Runner scripts and pipelines

Week 6 - part I

Author

Jelmer Poelstra

Published

April 9, 2024

Overview

This week, we will see different ways to write and run analysis pipelines. Here, we’ll talk more about runner scripts and you’ll get introduced to formal pipelines. In the second session, we’ll run a best-practice Nextflow pipeline for RNA-seq analysis.

While thinking about different ways to organize and run your analyses, let’s have an example in mind with a simple RNA-seq analysis that:

Trims reads in FASTQ files (independently for each sample)
Maps (aligns) reads to a reference genome (independently for each sample)
Creates a gene expression count table from the alignments (for all samples together)

A simple 3-step RNA-seq analysis, with arrows showing the connections
between the steps: the output of one step is the input of the next.
The example only has 3 samples, and the first two steps are executed separately
for each sample, while the last step is executed once for all samples.

1 More on runner scripts

In the past two weeks of this course, we have created a few “runner scripts” (usually named run/run.sh): digital notebook-like scripts that we ran line-by-line in order to run (week 4) or submit as batch jobs (week 5) our “primary scripts” (e.g. scripts/fastqc.sh).

These runner scripts were useful to store that code instead of typing it directly in the terminal, especially because we were passing arguments to our script and running loops — not only would this be tedious to type, but it would also reduce reproducibility if we didn’t store exactly how we ran our scripts.

However, our runner scripts so far have been very short.

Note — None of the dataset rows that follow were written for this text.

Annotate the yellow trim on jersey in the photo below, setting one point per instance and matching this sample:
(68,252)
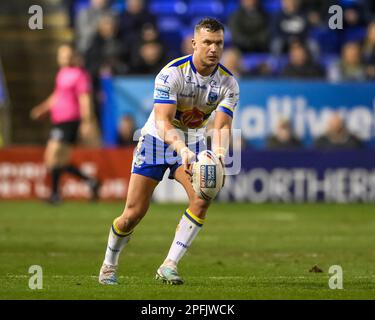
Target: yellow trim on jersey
(226,107)
(194,217)
(184,65)
(184,108)
(175,60)
(223,72)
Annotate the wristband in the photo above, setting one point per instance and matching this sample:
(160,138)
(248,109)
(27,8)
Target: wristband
(220,152)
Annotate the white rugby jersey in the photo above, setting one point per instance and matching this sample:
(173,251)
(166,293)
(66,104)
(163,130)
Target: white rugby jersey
(196,96)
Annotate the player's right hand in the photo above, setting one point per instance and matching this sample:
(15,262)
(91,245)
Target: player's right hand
(188,157)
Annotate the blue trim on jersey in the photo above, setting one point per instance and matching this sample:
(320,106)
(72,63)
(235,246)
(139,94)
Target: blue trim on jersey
(213,72)
(192,64)
(225,110)
(225,69)
(180,62)
(153,157)
(165,101)
(192,220)
(179,113)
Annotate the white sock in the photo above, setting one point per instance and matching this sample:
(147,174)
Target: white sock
(186,231)
(116,242)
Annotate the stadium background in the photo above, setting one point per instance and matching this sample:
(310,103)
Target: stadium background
(271,90)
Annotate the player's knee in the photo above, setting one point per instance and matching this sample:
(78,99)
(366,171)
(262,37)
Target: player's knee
(127,223)
(200,206)
(132,214)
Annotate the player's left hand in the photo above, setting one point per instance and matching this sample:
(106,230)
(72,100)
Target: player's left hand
(188,157)
(223,165)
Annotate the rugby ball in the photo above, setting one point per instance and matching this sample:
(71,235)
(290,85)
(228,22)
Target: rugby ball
(208,175)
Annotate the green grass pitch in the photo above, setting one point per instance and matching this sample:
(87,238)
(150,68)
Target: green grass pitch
(244,251)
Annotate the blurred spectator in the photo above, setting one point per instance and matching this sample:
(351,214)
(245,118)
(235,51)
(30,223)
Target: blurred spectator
(186,45)
(354,15)
(87,23)
(132,21)
(337,136)
(152,54)
(126,131)
(150,59)
(69,9)
(301,64)
(350,66)
(107,53)
(232,59)
(105,56)
(291,25)
(283,138)
(249,27)
(369,51)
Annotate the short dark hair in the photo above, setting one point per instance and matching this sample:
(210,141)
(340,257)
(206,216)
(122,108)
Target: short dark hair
(211,24)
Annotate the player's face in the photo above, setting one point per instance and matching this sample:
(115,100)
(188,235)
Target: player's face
(208,46)
(65,56)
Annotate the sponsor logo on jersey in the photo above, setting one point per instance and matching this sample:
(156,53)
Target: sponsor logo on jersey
(192,118)
(179,243)
(164,78)
(203,87)
(212,97)
(208,176)
(162,92)
(188,80)
(187,95)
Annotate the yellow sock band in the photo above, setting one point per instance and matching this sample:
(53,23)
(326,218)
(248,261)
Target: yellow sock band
(118,232)
(193,218)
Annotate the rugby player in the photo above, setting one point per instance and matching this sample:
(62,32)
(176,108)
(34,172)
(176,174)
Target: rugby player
(186,92)
(69,107)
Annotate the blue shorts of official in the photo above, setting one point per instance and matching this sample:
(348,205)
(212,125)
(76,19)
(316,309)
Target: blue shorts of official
(152,157)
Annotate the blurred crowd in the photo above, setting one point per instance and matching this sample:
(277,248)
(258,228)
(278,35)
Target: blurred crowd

In the context of a research project that would include running a series of steps with different bioinformatics tools (and perhaps custom scripts), the idea would be to include all these steps in such a runner script. For example, for the above-mentioned RNA-seq analysis, such a runner script could look like so:

# [hypothetical example - don't run this]
# Define the inputs
fastq_dir=data/fastq
ref_assembly=data/ref/assembly.fna
ref_annotation=data/ref/annotation.gtf

# Trim the reads:
for R1 in "$fastq_dir"/*_R1.fastq.gz; do
    # (The trim.sh script takes 2 arguments: R1 FASTQ and output dir)
    sbatch scripts/trim.sh "$R1" results/trim
done

# Align (map) the reads to a reference genome assembly:
for R1 in results/trim/*_R1.fastq.gz; do
    # (The map.sh script takes 3 arguments: R1 FASTQ, ref. assembly, and output dir)
    sbatch scripts/map.sh "$R1" "$ref_assembly" results/map
done

# Count alignments per sample per gene using the annotation:
# (The count.sh script takes 3 arguments: input dir, ref. annotation, and output dir)
sbatch scripts/count.sh results/map "$ref_annotation" results/count_table.txt

The code above runs a primary shell script for each of the three steps (trim.sh, map.sh, andcount.sh): each of these takes arguments and runs a bioinformatics tool to perform that step (for example, TrimGalore for trimming).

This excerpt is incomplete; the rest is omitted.